AUSTEEL has abandoned plans to build an integrated steel mill project in WA’s Pilbara region.
Instead the steel mill will be built in the New South Wales city of Newcastle, which has a strong history of steel production.
Austeel CEO John Elmore said the company would proceed with its $3 billion mining and downstream processing project at Cape Preston, about 80 kilometres south of Dampier.
He said the company was still developing an open-pit mine, extensive downstream processing facilities, a gas-fired power station, deep water port and a range of support infrastructure.
The project’s environmental review process is well underway.
Its Hot Briquetted Iron plant will produce 4.62 million tonnes of HBI a year.
The mine, based on the Fortescue deposit, is expected to produce 20 million tonnes of iron ore per year.
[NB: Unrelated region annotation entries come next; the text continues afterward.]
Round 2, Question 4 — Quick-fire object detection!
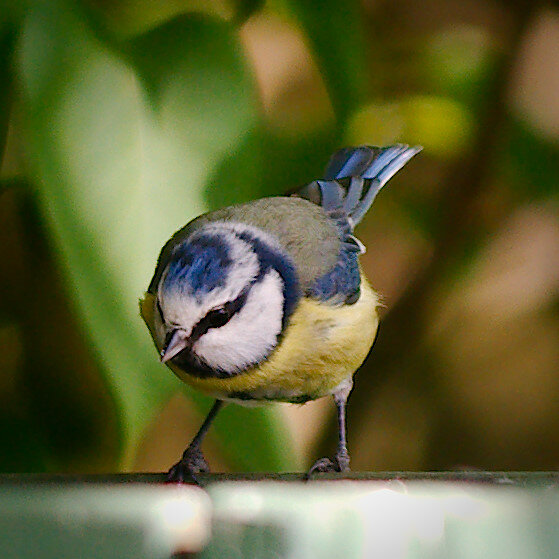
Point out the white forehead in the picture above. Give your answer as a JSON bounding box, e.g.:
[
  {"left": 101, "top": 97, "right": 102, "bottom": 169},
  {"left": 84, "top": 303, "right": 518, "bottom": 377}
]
[{"left": 157, "top": 222, "right": 270, "bottom": 334}]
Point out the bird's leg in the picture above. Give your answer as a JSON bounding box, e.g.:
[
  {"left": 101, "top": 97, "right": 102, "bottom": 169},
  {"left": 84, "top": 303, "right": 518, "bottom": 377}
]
[
  {"left": 307, "top": 380, "right": 353, "bottom": 477},
  {"left": 167, "top": 400, "right": 223, "bottom": 483}
]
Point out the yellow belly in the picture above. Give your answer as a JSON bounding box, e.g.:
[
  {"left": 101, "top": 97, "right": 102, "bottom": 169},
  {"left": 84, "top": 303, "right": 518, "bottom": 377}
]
[{"left": 142, "top": 280, "right": 378, "bottom": 402}]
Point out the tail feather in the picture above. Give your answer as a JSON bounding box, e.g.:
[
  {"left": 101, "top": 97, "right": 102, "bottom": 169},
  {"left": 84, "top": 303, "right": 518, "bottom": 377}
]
[{"left": 297, "top": 144, "right": 422, "bottom": 229}]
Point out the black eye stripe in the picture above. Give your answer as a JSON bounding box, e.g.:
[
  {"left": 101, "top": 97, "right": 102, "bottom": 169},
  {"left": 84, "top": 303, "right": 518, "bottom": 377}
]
[{"left": 190, "top": 286, "right": 252, "bottom": 343}]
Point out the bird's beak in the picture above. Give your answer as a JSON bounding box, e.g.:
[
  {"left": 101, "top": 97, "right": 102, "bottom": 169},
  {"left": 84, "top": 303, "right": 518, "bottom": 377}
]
[{"left": 161, "top": 330, "right": 190, "bottom": 363}]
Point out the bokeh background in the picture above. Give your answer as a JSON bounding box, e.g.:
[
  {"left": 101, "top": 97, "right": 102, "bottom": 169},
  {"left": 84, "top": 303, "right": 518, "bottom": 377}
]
[{"left": 0, "top": 0, "right": 559, "bottom": 472}]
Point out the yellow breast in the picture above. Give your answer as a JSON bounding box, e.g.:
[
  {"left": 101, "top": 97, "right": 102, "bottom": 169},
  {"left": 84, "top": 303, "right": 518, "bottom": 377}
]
[{"left": 141, "top": 280, "right": 378, "bottom": 402}]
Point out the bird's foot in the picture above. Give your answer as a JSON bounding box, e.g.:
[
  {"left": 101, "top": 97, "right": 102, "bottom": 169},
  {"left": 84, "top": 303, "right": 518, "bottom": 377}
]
[
  {"left": 307, "top": 448, "right": 349, "bottom": 479},
  {"left": 167, "top": 446, "right": 210, "bottom": 485}
]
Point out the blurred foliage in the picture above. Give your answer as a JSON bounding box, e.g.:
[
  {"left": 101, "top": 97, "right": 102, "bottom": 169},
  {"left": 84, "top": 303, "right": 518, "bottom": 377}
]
[{"left": 0, "top": 0, "right": 559, "bottom": 471}]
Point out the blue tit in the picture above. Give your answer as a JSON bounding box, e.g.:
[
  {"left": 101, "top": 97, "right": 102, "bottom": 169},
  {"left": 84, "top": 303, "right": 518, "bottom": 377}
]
[{"left": 140, "top": 144, "right": 421, "bottom": 481}]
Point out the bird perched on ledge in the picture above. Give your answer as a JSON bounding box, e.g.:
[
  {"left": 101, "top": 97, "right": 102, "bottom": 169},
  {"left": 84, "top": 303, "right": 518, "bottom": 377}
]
[{"left": 140, "top": 144, "right": 421, "bottom": 481}]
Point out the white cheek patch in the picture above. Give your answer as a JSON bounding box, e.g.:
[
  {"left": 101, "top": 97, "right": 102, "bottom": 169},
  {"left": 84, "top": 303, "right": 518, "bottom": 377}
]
[{"left": 193, "top": 270, "right": 284, "bottom": 373}]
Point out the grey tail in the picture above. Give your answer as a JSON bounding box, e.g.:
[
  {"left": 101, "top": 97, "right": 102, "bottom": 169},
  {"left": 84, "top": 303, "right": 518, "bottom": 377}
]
[{"left": 297, "top": 144, "right": 422, "bottom": 229}]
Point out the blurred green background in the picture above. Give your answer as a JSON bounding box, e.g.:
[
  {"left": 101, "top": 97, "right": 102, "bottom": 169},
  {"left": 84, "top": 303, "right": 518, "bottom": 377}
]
[{"left": 0, "top": 0, "right": 559, "bottom": 472}]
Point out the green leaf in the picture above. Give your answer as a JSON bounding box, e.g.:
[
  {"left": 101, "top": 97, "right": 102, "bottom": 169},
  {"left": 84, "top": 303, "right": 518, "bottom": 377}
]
[
  {"left": 18, "top": 2, "right": 298, "bottom": 469},
  {"left": 284, "top": 0, "right": 368, "bottom": 128}
]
Its magnetite ore will be processed on site in a concentrator pellet plant.
The processing plant will be powered by a 320 megawatt gas-fired power station with gas coming from the nearby North West Shelf project.
The HBI will be transported 25 kilometres by conveyor to the new port at Cape Preston and shipped to Newcastle as feed for Austeel’s new 3.85 million tonnes per annum electric arc steel furnace.
The steel products from the Newcastle plant are expected to be worth $2.5 billion a year.
Mr Elmore said the company’s decision to set up its steel mill in New South Wales had nothing to do with the election of the Gallop Labor Government.